1. One O'Clock at Night
Though you have never possessed me
I have belonged to you since the beginning of time
And sleepily I sit on your chair beside you
Leaning against your shoulder
And your careless arm across my back gesticulates
As your indisputable male voice roars
Through my brain and my body
Arguing "Dynamic Decomposition"
Of which I understand nothing
Sleepily
And the only less male voice of your brother pugilist of the intellect
Booms as it seems to me so sleepy
Across an interval of a thousand miles
An interim of a thousand years
But you who make more noise than any man in the world when you clear your throat
Deafening wake me
And I catch the thread of the argument
Immediately assuming my personal mental attitude
And cease to be a woman
Beautiful halfhour of being a mere woman
The animal woman
Understanding nothing of man
But mastery and the security of imparted physical heat
Indifferent to cerebral gymnastics
Or regarding them as the self-indulgent play of children
Or the thunder of alien gods
But you wake me up
Anyhow who am I that I should criticize your theories of "Plastic Velocity"

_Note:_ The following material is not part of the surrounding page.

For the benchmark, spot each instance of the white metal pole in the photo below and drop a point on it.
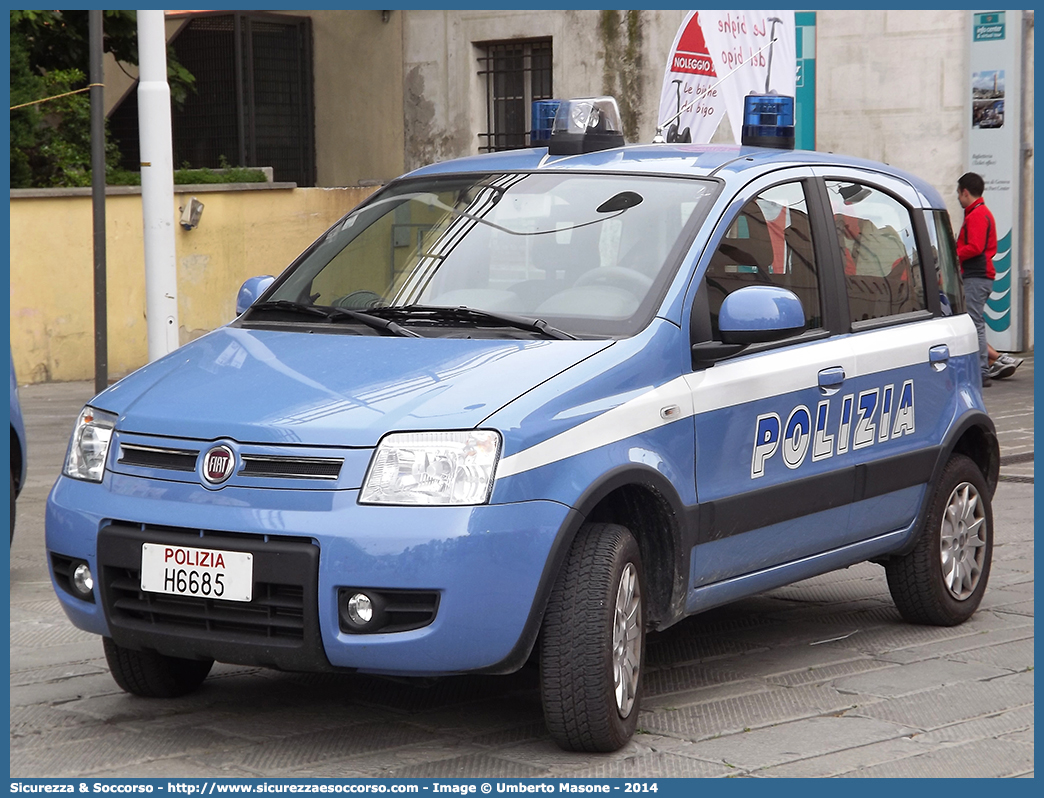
(157, 186)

"Let us go home she is tired and wants to go to bed."
2. Cafe du Neant
Little tapers lighted leaning diagonally
Stuck in coffin tables of the Cafe du Neant
Leaning to the breath of baited bodies
Like young poplars fringing the Loire
Eyes that are full of love
And eyes that are full of kohl
Projecting light across the fulsome ambiente
Trailing the rest of the animal behind them
Telling of tales without words
And lies of no consequence
One way or another
The young lovers hermetically buttoned up in black
To black cravat
To the blue powder edge dusting the yellow throat
What color could have been your bodies
When last you put them away
Nostalgic youth
Holding your mistress's pricked finger
In the indifferent flame of the taper
Synthetic symbol of LIFE
In this factitious chamber of DEATH
The woman
As usual
Is smiling as bravely
As it is given to her to be brave
While the brandy cherries
In winking glasses
Are decomposing
Harmoniously
With the flesh of spectators
And at a given spot
There is one
Who
Having the concentric lighting focussed precisely upon her
Prophetically blossoms in perfect putrefaction
Yet there are cabs outside the door.
3. Magasins du Louvre
All the virgin eyes in the world are made of glass
Long lines of boxes
Of dolls
Propped against banisters
Walls and pillars
Huddled on shelves
And composite babies with arms extended
Hang from the ceiling
Beckoning
Smiling
In a profound silence
Which the shop walker left trailing behind him
When he ambled to the further end of the gallery
To annoy the shop girl
All the virgin eyes in the world are made of glass
They alone have the effrontery to
Stare through the human soul
seeing nothing
Between parted fringes
One cocotte wears a bowler hat and a sham camellia
And one an iridescent boa
For there are two of them
Passing
And the solicitous mouth of one is straight
The other curved to a static smile
They see the dolls
And for a moment their eyes relax
To a flicker of elements unconditionally primeval
And now averted
Seek each other's surreptitiously
To know if the other has seen
While mine are inextricably entangled with the pattern on the carpet
As eyes are apt to be
In their shame
Having surprised a gesture that is ultimately intimate
All the virgin eyes in the world are made of glass.